Voters’ widespread approval of increases to municipal finance provides counties with an economic boost.
On Tuesday, the majority of Oregon voters chose to impose taxes on nicotine, limit political campaign contributions, decriminalize illegal drug possession and legalize supervised use of psilocybin, the active ingredient in psychedelic mushrooms. Combined with federal election news, it is easy to overlook voters’ choice to approve $2.1 billion of bond measures.
Since bond measures raise taxes to fund public works projects, they tend to face more skepticism from voters when times are difficult. Despite 12,000 people in the state who are now jobless as a result of the COVID-19 pandemic, voters passed 80% of bond measures, including a school bond in east Multnomah County which had failed four times previously.
The approved measures will provide a healthier municipal bond market and an evenly distributed economic boost during a recession.
“Despite the pandemic, people are feeling pretty comfortable,” says Tim Iltz, investment manager of the Aquila Tax-Free Trust of Oregon. He says the vote is a signal of economic confidence. It may also indicate an economic recovery sooner rather than later.
It is hard to decipher the reason that voters were so bullish on bond measures. People may feel like they have more money in the bank due to not going out for entertainment.
It is also possible voters feet the need to give an economic boost to their area. Many of the bond measures were for public spaces like libraries and swimming pools.
Since Oregon has a personal income that is higher than average, the triple-exempt nature of municipal bonds makes them appealing to investors. The bonds also come at an opportune time. The turbulent nature of the stock market in recent months might make municipal bonds more appealing to those seeking to diversify portfolios.
Some of these public works projects were crucial to economic development. In Bend, voters approved $190 million for road renovations to alleviate congestion in the growing city.
In addition to creating contracting jobs, some of these bond measures help job seekers. Multnomah County’s $387 million library bond measure, for example, includes a resume writing assistance program.

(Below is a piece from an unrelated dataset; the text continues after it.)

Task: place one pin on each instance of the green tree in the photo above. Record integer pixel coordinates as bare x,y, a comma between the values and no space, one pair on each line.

Many of the bonds are directed toward rural economic development. Measure 33-103 in South Wasco County authorizes $4 million to improve school facilities.
Harney County passed a school renovation measure for nearly $15 million. Tillamook County approved a measure allocating $9 million for the renovation of the North County Recreational District Pool.
“For us, it means more supply [of bonds],” says Iltz. “This is a good sign for 2021 as far as municipal bonds are concerned.”